Kindred by Rebecca Wragg Sykes review – a new understanding of humanity

In this impressive reassessment Neanderthals emerge as complex, clever and caring, with a lot to tell us about human life

H omo sapiens’ relationship with our long-lost relatives the Neanderthals has undergone a lot of rethinking since our relatively recent reintroduction in 1856. Until then, three years before Charles Darwin published On the Origin of Species , we had no idea that they existed. Thanks to the Parisian anatomist Marcellin Boule, who “inaccurately reconstructed” a skeleton in 1909, the popular image of them has been of an ugly creature with a stooped spine and a “decidedly ape-like” appearance. Now, a blink of an eye later, we know that many of us – at least, those without sub-Saharan heritage – carry between 1.8 and 2.6% Neanderthal DNA. So it’s reassuring to read that these people whose genes we share were not the brutish caricatures of Victorian myth, but complex, clever and probably caring individuals with a lot to tell us about human life.

Rebecca Wragg Sykes has studied their landscapes, territories and tools and emerges as an expert and enthusiastic character witness for Neanderthals and their way of life. In Kindred she looks at their “life, love, death and art”; and in the light of the fascinating evidence that is painstakingly presented here it seems likely that they had sophisticated tools, built home environments, art and ornamentation, family structures and possibly even “a richer culinary world than ours”. There is even evidence that they tidied up. Neanderthals probably didn’t have PR, but they do now.

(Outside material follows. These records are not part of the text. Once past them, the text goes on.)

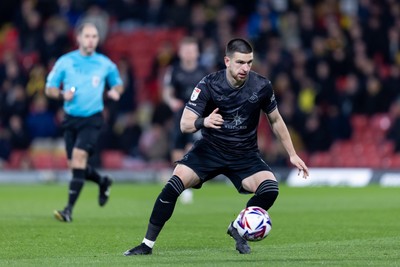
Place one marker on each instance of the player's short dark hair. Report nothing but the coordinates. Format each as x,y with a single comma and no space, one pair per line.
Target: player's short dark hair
80,26
238,45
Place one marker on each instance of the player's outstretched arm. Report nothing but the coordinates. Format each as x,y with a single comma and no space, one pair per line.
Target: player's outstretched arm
190,121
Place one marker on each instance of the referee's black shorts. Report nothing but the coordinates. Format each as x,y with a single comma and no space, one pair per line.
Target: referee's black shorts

Neanderthals became a distinct population 450,000 to 400,000 thousand years ago, and lived all over the world from north Wales to China and Arabia, in climates ranging from glacial to tropical, until about 40,000 years ago. They were shorter than we are, with strong arms for working hides and fine motor skills for making small tools, but probably saw, heard, smelled and possibly even spoke much like we do. With a sketch and a short piece of fiction at the start of each chapter, Wragg Sykes paints a vivid picture of life as lived by a Neanderthal parent, hunter or child. She doesn’t just want us to see Neanderthals for who they (probably) really were; she wants us to see their world through their eyes.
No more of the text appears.